Wat is CNAPP (Cloud-Native Application Protection Platform)?
Een Cloud-Nature Application Protection Platform (CNAPP) integreert scanning, beleidsbeheer en bescherming tegen bedreigingen gedurende de gehele levenscyclus van cloud-native applicaties. Een van de belangrijkste voordelen van CNAPP is de integratie van containerscanning, beleidsbeheer en runtime-bescherming in één interface. Deze integratie omvat het scannen van code tijdens het bouwen, het conformeren van de configuratie aan best practices in de staging, en realtime monitoring in de productie.

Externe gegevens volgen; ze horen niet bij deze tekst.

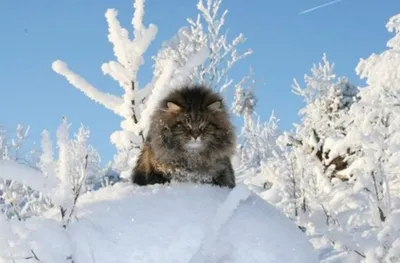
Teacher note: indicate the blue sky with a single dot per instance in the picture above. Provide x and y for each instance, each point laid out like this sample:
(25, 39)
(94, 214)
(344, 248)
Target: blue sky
(285, 44)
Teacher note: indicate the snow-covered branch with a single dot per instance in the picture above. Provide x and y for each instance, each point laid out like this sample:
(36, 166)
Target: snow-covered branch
(109, 101)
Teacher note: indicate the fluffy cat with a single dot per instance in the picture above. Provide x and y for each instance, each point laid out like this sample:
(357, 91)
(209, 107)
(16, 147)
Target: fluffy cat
(190, 139)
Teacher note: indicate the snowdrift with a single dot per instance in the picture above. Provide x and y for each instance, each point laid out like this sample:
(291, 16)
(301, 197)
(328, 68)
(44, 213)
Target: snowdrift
(175, 223)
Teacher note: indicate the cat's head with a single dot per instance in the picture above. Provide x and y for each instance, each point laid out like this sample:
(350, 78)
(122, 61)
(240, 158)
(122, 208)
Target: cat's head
(194, 120)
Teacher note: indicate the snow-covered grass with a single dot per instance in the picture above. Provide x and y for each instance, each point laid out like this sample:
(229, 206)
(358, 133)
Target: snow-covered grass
(180, 222)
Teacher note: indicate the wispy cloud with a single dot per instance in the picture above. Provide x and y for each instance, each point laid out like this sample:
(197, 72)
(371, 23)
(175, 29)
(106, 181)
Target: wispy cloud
(320, 6)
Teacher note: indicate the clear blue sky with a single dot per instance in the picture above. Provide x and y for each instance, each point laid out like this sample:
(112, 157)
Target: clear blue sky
(285, 44)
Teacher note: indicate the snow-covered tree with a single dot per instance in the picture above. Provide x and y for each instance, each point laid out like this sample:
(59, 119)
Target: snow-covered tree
(18, 200)
(138, 101)
(376, 130)
(206, 31)
(325, 116)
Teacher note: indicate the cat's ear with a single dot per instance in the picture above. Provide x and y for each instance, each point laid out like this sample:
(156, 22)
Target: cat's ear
(215, 106)
(172, 107)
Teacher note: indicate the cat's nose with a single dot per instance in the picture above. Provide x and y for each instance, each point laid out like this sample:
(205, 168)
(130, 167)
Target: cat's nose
(195, 134)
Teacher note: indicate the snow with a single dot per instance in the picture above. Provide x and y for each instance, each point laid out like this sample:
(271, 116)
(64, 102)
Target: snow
(179, 222)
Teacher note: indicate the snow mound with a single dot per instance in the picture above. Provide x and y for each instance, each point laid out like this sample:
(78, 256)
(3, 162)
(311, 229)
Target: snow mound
(175, 223)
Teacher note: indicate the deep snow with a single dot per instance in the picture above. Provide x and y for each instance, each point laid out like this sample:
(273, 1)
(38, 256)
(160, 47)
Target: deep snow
(164, 223)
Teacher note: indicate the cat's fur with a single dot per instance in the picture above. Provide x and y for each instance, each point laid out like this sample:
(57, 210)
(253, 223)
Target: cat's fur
(171, 151)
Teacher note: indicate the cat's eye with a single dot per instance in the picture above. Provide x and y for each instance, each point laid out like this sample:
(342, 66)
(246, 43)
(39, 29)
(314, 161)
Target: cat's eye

Uit recent onderzoek blijkt dat 48% van de IT-medewerkers een toename van ransomware-aanvallen heeft gezien en dat 22% van de organisaties het afgelopen jaar een aanval heeft meegemaakt, wat de noodzaak van geïntegreerde beveiligingstools onderstreept. CNAPP-oplossingen bestaan doorgaans uit kwetsbaarheidsscans, identiteitsbeheer, bescherming van de werklast en naleving, die helpen bij het verhelpen van problemen die verband houden met ongelijksoortige beveiligingsmaatregelen. Op deze manier faciliteert CNAPP een georganiseerde aanpak van verschillende taken, waardoor wijzigingen of uitbreidingen in de cloud altijd worden beschermd.
Belangrijkste kenmerken van CNAPP
CNAPP is niet alleen een scantool of een verzameling beleidssjablonen, maar een complete oplossing voor de beveiliging van cloud-native applicaties, van de ontwikkelingsfase tot de productiefase. Veel tools in deze categorie bieden een scala aan mogelijkheden – van het scannen van afbeeldingen tot het analyseren van gegevens – waardoor teams altijd op de hoogte blijven. In het volgende gedeelte schetsen we vijf essentiële kenmerken van deze platforms, waarbij we benadrukken hoe ze verschillende aspecten van cloudbeveiliging integreren.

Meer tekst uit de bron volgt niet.